OpenTelemetry is a Cloud Native Computing Foundation(CNCF) incubating project aimed at standardizing the way we instrument applications for generating telemetry data(logs, metrics, and traces). However, OpenTelemetry does not provide storage and visualization for the collected telemetry data. And that’s where an OpenTelemetry backend is needed.
Cloud computing and containerization made deploying and scaling applications easier. Modern applications make use of modular code and architectures like microservices and serverless. Engineering teams can ship features faster, and any surge in user demand can be met by just spinning up more containers.
But every coin has two sides. While having benefits like smaller engineering teams and on-demand scaling of applications, cloud computing and containerization have also increased operational complexity manifolds. Troubleshooting an application based on a distributed system for performance issues is like finding a needle in a haystack.
Collecting data from applications that can act as signals for troubleshooting performance issues is a practice as old as writing software. The data that helps to analyze performance issues is known as telemetry data. For cloud-native applications, it became a challenge to have a consistent framework for generating telemetry data.
OpenTelemetry solves this problem by creating an open standard for generating telemetry data. Let’s learn a bit about OpenTelemetry.
What is OpenTelemetry?
OpenTelemetry is an open-source collection of tools, APIs, and SDKs that aims to standardize the way we generate and collect telemetry data. It follows a specification-driven development. The OpenTelemetry specification has design and implementation guidelines for how the instrumentation libraries should be implemented. In addition, it provides client libraries in all the major programming languages which follow the specification.

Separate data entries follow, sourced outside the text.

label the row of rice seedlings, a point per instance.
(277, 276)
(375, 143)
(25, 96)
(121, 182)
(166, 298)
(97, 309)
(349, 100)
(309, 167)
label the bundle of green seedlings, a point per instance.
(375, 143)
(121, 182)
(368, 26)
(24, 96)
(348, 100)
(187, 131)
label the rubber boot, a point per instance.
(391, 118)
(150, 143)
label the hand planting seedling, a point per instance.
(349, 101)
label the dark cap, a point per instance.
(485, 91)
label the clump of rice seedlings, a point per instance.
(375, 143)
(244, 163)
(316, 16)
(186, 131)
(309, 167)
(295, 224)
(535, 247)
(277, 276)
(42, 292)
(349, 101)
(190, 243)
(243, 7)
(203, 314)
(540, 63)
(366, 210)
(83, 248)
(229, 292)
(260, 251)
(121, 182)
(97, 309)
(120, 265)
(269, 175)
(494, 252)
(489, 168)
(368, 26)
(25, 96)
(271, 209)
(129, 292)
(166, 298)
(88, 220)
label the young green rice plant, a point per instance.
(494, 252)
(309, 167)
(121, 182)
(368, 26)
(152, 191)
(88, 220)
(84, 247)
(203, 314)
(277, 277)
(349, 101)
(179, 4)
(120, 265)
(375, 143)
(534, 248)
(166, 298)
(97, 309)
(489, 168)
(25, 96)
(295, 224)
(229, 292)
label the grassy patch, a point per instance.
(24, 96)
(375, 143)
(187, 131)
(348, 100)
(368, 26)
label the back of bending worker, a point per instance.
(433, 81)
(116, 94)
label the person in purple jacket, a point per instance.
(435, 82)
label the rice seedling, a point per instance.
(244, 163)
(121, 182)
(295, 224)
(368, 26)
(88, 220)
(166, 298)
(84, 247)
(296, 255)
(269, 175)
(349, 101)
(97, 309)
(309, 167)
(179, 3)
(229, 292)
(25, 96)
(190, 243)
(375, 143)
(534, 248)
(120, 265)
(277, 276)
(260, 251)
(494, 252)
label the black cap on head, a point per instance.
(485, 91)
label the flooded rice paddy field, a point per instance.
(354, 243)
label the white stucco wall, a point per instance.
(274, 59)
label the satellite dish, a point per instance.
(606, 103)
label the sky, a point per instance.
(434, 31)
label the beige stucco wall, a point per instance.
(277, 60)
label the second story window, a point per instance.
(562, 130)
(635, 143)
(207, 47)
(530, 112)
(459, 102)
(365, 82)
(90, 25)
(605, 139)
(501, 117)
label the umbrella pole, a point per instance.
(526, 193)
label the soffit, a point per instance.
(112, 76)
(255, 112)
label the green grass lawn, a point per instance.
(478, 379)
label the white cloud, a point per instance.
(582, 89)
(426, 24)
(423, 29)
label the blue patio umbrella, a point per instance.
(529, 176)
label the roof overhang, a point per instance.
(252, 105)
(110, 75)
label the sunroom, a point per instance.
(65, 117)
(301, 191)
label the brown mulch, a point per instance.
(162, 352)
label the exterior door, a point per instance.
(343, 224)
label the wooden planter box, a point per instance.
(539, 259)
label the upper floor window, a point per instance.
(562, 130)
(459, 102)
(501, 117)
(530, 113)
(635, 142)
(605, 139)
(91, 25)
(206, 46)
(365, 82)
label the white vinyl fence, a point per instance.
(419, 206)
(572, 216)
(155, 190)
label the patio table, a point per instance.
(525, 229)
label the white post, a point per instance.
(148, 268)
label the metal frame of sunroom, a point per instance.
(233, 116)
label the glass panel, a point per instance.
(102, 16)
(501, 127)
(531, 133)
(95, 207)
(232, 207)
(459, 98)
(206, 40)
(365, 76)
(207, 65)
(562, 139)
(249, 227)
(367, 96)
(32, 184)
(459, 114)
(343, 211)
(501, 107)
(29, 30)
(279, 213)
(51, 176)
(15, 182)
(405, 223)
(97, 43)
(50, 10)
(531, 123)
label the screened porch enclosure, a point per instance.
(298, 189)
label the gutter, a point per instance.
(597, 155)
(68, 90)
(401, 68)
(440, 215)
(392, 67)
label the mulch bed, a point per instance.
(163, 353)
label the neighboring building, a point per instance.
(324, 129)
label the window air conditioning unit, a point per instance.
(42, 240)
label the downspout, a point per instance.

OpenTelemetry was formed after the merger of two open-source projects - OpenCensus and OpenTracing in 2019. Since then, it has been the go-to open source standard for instrumenting cloud-native applications.
The specification is designed into distinct types of telemetry known as signals. Presently, OpenTelemetry has specifications for these three signals:
- Metrics, and
Together these three signals form the three pillars of observability. OpenTelemetry is the bedrock for setting up an observability framework. The application code is instrumented using OpenTelemetry client libraries, which enables the generation of telemetry data. Once the telemetry data is generated and collected, OpenTelemetry needs a backend analysis tool to which it can send the data.
Why does OpenTelemetry need a backend?
The founders of OpenTelemetry wanted to standardize two things:
- The way we instrument application code
- The data format of generated telemetry data
Once we have the telemetry data in a consistent format, it can be sent to any observability backend. This provides users the freedom to select any OpenTelemetry backend based on their observability needs.
The aim of OpenTelemetry was always to have a pluggable architecture using which users can build robust observability stacks using additional technology protocols and formats.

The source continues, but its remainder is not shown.